What no-one has informed me, on request, voluntarily, or has cheated me, is whether compatriots of mine called Msemakweli are so-named because God is endeared to them.
Since being truthful is potentially a sure passport to being elevated to the level of at least God’s friend, and not necessarily his best one, I wish to tell you something that is 100 per cent true, but which is also pretty embarrassing.
During, after school, and wherever I will end up after kingdom comes, I was, I am and shall be incurably poor at arithmetic, as well as its elder brother, mathematics. Since Form Four exam results are generalized rather than precise, I am not sure how badly I failed in mathematics, but I seriously guess I scored an unholy zero.
If exam failures were to be jailed, I would surely have spent a quarter of my life as an unwilling guest at a prison near what is today the Julius Nyerere International Airport in Dar.
I should thus be the last person to suspect that you could score a zero (nick-named yai - an egg) by uncharitable people) for my simple question below: What is the most ominous five-letter English word whose Kiswahili version is one letter less?
To spare you of embarrassment for not manufacturing the right answer, becoming the owner of a king-size zero, and probably contemplating suicide, here’s the answer: Death (Kifo). You have probably encountered a few experiences of cheating death narrowly, after, say, acute malaria decided to behave by obeying a doctor’s instructions, or a car in which you were travelling had wanted to overturn, but changed its mind.
Congrats, for not many people are lucky to cheat death by the so-called skin of the teeth! Death is truly terrifying.
You would think that a presumably larger-than-life wrestler you watch on television – a ‘pandikizi la mtu’ species, would squeeze death if it provoked him, the way a child squeezes juice from an orange. You would be absolutely wrong.
When Mr Death beckons, the eyes of that creature would be reduced to twin water taps from which tears would jet, while pleading for mercy. Not so long ago, I was part of a gang of evening beer murderers at Tokomeza Kiu Bar.
A friend who had nick-named himself ‘paroko’, believing his journey to heaven would be fast-tracked, did something we dismissed as a comic, but which turned out to be a signal of impending disaster. He knelt by the table beside which he had been sitting, flung his hands heavenward, and, tearfully, pleaded in a deep, Manu Dibango-like voice: “My Lord, forgive me all my sins, including the latest one of flirting with my neighbour’s wife at Mafichoni Guest House this afternoon. If I die, reserve a place for me in heaven.”
We laughed hilariously, but half a minute later, a loud staccato of ‘Panya Road- Panya Road-Panya Road’ alert pierced the air repeatedly. We became actors in a comedy that had no script. ‘My God’ and ‘Mama yangu’ exclamations rang out.
The ‘Everyone-for-thyself-God-forus- all’ principle was set in full motion.At a speed that could have put national athletes to irreparable shame, a fat, pot-bellied gentleman whose surname, curiously, is Mwembamba, sped off on foot towards a direction opposite the location of his house.

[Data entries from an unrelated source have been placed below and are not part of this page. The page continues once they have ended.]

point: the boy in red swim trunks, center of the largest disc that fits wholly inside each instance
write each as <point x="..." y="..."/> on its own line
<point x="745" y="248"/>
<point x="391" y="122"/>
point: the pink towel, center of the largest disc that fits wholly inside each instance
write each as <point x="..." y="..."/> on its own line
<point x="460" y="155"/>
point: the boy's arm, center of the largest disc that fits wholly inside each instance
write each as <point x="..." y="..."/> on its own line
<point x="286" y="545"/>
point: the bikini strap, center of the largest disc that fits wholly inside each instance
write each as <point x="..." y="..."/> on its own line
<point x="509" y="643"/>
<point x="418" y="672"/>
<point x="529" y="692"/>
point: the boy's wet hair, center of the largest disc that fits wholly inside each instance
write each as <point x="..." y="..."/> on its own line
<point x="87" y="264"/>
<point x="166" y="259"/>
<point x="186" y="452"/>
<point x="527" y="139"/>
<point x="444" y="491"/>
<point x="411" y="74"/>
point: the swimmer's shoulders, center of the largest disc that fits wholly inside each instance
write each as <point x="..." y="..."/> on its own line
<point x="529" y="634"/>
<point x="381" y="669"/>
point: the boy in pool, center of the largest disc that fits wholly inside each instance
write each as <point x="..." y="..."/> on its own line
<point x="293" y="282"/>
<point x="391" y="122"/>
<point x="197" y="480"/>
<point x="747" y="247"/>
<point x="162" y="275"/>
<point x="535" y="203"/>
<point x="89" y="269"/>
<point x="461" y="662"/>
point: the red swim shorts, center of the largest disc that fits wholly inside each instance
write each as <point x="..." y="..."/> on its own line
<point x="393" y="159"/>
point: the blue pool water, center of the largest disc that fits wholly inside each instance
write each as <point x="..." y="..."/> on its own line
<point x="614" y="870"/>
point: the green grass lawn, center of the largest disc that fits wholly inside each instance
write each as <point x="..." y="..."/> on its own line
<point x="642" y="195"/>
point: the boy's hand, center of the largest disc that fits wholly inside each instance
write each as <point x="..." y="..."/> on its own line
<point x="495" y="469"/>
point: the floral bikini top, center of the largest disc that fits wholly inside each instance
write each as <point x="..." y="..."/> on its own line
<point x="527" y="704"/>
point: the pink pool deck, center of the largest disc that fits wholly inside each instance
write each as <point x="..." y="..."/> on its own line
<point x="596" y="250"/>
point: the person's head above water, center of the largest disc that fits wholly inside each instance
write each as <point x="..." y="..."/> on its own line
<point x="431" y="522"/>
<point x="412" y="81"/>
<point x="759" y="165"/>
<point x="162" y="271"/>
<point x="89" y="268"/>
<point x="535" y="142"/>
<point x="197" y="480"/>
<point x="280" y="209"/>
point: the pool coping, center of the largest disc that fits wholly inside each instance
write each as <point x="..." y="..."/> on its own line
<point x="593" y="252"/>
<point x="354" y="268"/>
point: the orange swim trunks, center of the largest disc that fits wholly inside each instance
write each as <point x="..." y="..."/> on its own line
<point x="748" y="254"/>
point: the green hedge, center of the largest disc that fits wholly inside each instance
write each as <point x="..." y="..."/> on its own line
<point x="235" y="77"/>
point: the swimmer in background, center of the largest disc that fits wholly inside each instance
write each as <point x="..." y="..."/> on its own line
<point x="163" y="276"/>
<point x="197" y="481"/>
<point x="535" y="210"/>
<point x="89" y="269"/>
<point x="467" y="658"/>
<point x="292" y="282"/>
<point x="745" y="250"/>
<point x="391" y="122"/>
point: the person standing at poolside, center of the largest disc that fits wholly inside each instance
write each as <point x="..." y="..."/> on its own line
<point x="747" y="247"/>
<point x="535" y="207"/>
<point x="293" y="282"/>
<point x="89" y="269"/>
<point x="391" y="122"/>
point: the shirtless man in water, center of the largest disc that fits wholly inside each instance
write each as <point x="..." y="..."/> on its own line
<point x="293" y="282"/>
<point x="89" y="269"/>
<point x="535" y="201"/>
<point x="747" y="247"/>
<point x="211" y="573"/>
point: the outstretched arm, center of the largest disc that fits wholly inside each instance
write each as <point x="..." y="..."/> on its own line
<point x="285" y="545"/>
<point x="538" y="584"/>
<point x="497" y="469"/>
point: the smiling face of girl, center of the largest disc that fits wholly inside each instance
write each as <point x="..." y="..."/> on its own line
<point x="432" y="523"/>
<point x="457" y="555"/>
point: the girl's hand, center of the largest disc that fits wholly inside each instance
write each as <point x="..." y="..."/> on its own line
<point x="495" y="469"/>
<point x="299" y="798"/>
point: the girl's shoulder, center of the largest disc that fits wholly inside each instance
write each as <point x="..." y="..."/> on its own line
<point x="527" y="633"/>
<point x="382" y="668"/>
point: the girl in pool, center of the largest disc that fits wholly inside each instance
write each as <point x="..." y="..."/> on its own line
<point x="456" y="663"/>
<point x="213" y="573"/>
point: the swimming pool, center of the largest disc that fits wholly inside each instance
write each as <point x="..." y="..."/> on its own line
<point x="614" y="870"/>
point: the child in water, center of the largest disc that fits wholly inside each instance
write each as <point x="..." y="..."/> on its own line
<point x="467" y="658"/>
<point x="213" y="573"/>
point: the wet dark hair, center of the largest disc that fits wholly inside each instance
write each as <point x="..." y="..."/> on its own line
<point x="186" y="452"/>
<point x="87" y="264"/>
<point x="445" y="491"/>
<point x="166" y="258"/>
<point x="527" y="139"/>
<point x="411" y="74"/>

He forgot about being the owner of a car he had parked in the bar’s yard, whose loan he had repaid only half-way. In the midst of the confusion, I picked a basket abandoned by an acutely deathfearing machinga.
A very fat lady, informally called Mama Kibonge because she was mother to a fat daughter, collided with Kibonge, who had been running from the opposite direction, from where another ‘Panya road’ alert had been sounded.
On an open space, a tall, slim, bearded man, Pastor Wokovu, was addressing a crowd. I drew closer out of curiosity, because he rekindled memories of my literature lessons in school, of Brother Jero, a character in a play by famous playwright Wole Soyinka.
He advised true believers to surrender valuable items which they wouldn’t need any more. A man surrendered his car and a lady handed over a handbag with about one million shillings.
I surrendered the basket that was originally a machinga’s, which I belatedly discovered hosted secondhand ladies’ underpants.